We have collected for you the TOP of Joseph Sobran's best quotes about Constitution! Here are collected all the quotes about Constitution starting from the birthday of the Journalist – February 23, 1946! We hope you will be inspired to new achievements with our constantly updated collection of quotes. At the moment, this page contains 18 sayings of Joseph Sobran about Constitution. We will be happy if you share our collection of quotes with your friends on social networks!
  • Some people don't mind a little constitutional sophistry in a good cause; and for liberals, centralizing all power in the federal government is always a good cause. Since most Americans don't know or care what the Constitution says, let alone what their ancestors thought it meant, the great liberal snow job has been very successful.

  • What a blessing 'terrorism' is for the state! It's the ideal distraction from the day-to-day reality of the state's chief activity: wringing from its subjects the wealth they produce. Last September (2001) a handful of fanatics, armed only with box-cutters, provided a new rationale for the trillion -dollar swindle. A bonanza! I don't know what these 'terrorists' thought they were achieving: Making the infidel respect Allah? If so, they were wrong. You might as well try to make the U.S. government respect the U.S. Constitution.

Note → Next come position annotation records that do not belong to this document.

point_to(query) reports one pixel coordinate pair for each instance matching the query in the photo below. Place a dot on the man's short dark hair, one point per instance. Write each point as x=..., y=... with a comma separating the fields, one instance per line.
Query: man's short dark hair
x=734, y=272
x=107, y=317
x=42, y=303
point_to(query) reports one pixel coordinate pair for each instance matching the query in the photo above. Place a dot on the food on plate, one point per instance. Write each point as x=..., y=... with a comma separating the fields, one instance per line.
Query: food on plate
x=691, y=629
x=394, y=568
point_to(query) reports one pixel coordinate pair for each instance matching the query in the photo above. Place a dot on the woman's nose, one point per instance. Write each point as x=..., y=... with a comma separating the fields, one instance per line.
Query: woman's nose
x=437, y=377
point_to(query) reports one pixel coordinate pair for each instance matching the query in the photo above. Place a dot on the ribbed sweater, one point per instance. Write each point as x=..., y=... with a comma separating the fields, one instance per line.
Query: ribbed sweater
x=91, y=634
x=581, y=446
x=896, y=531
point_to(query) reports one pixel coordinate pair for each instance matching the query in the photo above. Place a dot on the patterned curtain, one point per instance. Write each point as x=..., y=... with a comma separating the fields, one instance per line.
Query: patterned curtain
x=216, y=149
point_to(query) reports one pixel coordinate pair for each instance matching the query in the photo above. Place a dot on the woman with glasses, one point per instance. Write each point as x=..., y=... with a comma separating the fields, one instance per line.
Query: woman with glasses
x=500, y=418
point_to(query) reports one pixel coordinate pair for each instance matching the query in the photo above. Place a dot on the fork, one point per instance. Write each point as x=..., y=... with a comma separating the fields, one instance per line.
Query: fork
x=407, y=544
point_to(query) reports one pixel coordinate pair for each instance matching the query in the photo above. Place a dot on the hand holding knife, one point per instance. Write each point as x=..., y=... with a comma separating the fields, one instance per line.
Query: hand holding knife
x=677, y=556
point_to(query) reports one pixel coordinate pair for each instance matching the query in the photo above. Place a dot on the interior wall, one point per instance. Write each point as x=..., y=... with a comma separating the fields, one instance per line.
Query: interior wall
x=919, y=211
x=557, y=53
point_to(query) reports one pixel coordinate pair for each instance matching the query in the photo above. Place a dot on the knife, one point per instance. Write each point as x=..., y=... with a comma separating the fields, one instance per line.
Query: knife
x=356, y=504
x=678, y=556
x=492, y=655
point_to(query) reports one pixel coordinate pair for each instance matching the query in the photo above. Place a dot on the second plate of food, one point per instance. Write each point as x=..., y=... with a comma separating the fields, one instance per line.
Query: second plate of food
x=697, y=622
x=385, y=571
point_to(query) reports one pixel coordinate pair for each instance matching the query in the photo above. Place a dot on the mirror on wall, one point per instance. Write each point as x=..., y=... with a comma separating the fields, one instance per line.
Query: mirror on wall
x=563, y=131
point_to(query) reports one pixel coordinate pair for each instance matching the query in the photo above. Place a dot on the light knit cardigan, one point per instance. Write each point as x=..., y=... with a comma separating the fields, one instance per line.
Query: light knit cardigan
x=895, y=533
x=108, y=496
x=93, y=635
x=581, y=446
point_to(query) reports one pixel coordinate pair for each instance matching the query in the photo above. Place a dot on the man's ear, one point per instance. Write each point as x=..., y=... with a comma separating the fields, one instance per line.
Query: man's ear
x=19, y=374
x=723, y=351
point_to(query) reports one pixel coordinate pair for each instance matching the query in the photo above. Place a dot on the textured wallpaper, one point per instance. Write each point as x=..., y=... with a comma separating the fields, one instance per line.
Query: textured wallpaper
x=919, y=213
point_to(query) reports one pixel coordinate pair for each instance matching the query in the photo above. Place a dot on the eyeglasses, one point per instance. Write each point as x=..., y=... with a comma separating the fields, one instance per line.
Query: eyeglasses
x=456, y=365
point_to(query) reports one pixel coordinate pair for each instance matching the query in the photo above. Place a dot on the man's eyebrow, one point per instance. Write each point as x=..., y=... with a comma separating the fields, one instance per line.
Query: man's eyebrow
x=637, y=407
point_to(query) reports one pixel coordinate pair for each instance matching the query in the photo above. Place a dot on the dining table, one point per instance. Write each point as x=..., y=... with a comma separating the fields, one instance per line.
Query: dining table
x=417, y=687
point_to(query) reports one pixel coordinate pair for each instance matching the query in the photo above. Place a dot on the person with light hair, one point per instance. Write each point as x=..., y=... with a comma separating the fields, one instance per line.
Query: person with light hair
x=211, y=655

  • The liberal understanding of 'the separation of church and state' means that as the area of politics expands, the area of private freedom - religious and otherwise - shrinks.

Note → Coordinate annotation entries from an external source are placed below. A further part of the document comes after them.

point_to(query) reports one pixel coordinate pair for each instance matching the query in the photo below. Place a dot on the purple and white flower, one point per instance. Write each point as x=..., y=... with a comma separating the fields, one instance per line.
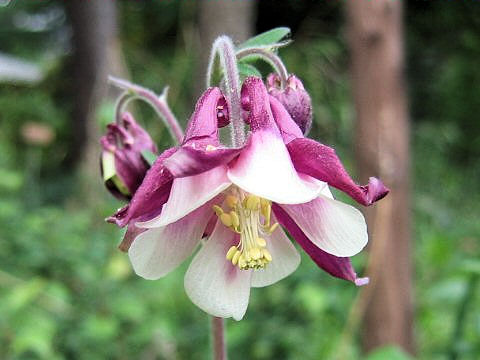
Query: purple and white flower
x=239, y=196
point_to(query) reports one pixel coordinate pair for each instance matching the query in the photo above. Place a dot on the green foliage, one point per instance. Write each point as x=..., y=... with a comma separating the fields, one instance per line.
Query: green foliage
x=269, y=38
x=388, y=353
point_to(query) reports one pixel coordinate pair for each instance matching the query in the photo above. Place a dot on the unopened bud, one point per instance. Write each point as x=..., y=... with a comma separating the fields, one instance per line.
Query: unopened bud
x=294, y=98
x=122, y=164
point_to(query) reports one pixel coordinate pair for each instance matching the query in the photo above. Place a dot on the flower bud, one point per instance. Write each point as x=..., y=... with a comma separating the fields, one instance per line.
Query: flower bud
x=122, y=164
x=223, y=118
x=294, y=98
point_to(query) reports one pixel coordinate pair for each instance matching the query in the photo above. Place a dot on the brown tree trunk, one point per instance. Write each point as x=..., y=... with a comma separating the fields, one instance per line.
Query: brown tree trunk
x=382, y=146
x=96, y=55
x=233, y=18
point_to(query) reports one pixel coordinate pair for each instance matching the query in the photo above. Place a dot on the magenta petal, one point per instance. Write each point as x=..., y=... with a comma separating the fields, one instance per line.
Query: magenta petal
x=288, y=128
x=321, y=162
x=339, y=267
x=260, y=116
x=130, y=235
x=188, y=160
x=150, y=196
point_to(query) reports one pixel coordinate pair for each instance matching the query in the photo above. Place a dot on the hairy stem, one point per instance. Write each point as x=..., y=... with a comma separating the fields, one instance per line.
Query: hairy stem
x=269, y=57
x=159, y=103
x=228, y=60
x=218, y=338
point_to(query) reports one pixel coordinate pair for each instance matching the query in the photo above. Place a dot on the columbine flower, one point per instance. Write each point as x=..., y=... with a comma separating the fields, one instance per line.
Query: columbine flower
x=122, y=164
x=243, y=193
x=294, y=98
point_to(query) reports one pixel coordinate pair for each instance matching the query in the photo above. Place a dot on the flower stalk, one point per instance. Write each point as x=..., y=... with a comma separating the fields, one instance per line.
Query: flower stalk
x=159, y=103
x=224, y=47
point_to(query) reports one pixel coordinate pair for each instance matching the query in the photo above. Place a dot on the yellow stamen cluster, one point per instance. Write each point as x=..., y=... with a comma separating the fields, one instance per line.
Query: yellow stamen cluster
x=244, y=217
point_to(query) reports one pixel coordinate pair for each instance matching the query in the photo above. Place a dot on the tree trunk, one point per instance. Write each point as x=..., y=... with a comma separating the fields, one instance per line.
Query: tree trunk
x=382, y=148
x=219, y=17
x=96, y=55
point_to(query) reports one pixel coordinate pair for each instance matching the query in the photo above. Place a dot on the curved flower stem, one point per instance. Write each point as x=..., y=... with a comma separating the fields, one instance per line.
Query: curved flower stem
x=159, y=103
x=224, y=47
x=269, y=57
x=218, y=337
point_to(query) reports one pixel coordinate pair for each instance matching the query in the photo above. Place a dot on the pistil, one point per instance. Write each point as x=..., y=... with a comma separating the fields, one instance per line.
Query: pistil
x=249, y=216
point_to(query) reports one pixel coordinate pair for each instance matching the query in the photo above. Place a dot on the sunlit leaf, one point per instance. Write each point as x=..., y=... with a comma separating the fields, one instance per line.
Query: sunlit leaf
x=267, y=38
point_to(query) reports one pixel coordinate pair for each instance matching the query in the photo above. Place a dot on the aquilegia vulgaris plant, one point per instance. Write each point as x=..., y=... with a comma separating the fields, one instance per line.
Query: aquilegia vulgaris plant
x=241, y=198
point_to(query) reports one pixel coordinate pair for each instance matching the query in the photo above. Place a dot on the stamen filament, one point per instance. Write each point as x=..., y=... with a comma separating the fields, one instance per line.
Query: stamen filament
x=250, y=217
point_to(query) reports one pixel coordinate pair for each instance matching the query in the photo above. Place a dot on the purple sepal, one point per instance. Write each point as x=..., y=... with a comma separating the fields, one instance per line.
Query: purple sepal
x=256, y=101
x=294, y=98
x=126, y=142
x=150, y=196
x=189, y=161
x=339, y=267
x=201, y=149
x=321, y=162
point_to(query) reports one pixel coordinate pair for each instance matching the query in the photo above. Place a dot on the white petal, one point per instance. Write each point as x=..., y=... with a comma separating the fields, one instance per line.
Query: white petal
x=189, y=193
x=213, y=283
x=335, y=227
x=285, y=260
x=264, y=168
x=156, y=252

  • Controlling the interpretation of the Constitution is vital to the leftist agenda of expanding the federal government's power. That means keeping the federal judiciary as liberal as possible and treating the U.S. Supreme Court's liberal legacy as sacrosanct.

  • It's a curious fact about Americans that in their most fiercely patriotic moods they are willing to set aside their Constitution, the guarantor of their freedom, in order to prosecute war -- yet they insist that the war is for 'freedom'.

  • Like psychoanalysis, constitutional jurisprudence has become a game without rules. By defying the plain meaning of words, ignoring context and history, and using a little ingenuity, you can make the Constitution mean anything you like.

  • ...[T]he Constitution conferred only a few specific powers on the federal government, all others being denied to it (as the Tenth Amendment would make plain). Unfortunately, only a tiny fraction of the U.S. population today - subtle logicians like you - can grasp such nuances. Too bad. The Constitution wasn't meant to be a brain-twister.

  • ...[T]oday's Washington is about as attentive to the Tenth Amendment as the Unitarian Church is to the Book of Revelation.

  • Now whatever you think of the liberal agenda on its merits, until very recently nobody thought the Constitution meant what liberals now say it means.

  • Altering the Constitution has become the daily business of the Federal Government which the document is supposed to guide and limit. Both Congress and the judiciary assume, and exercise, countless powers they aren't entitled to.

  • Can the real Constitution be restored? Probably not. Too many Americans depend on government money under programs the Constitution doesn't authorize, and money talks with an eloquence Shakespeare could only envy. Ignorant people don't understand The Federalist Papers, but they understand government checks with their names on them.

  • I call the present system 'Post-Constitutional America.' As I sometimes put it, the U.S. Constitution poses no serious threat to our form of government.

  • The most successful revolutions aren't those that are celebrated with parades and banners, drums and trumpets, cannons and fireworks. The really successful revolutions are those that occur quietly, unnoticed, uncommemorated. We don't celebrate the day the United States Constitution was destroyed; it didn't happen on a specific date, and most Americans still don't realize it happened at all. We don't say the Constitution has ceased to exist; we merely say that it's a 'living document.' But it amounts to the same thing.

  • How odd that Americans, and not just their presidents, have come to think of their Constitution as something separable from the government it's supposed to constitute. In theory, it should be as binding on rulers as the laws of physics are on engineers who design bridges; in practice, its axioms have become mere options. Of course engineers don't have to take oaths to respect the law of gravity; reality gives them no choice. Politics, as we see, makes all human laws optional for politicians.

  • The US Constitution serves the same function as the British royal family: it offers a comforting symbol of tradition and continuity, thereby masking a radical change in the actual system of power.

  • The Constitution poses no threat to our current form of government.

  • Liberals see the Constitution itself as 'living' and 'evolving' that is, gradually turning into something that would have been unrecognizable to its authors.

  • When your child has matured sufficiently to understand how the judicial system works, set a bedtime for him and then send him to bed an hour early. When he tearfully accuses you of breaking the rules, explain that you made the rules and you can interpret them in any way that seems appropriate to you, according to changing conditions. This will prepare him for the Supreme Court's concept of the US Constitution as a 'living document'.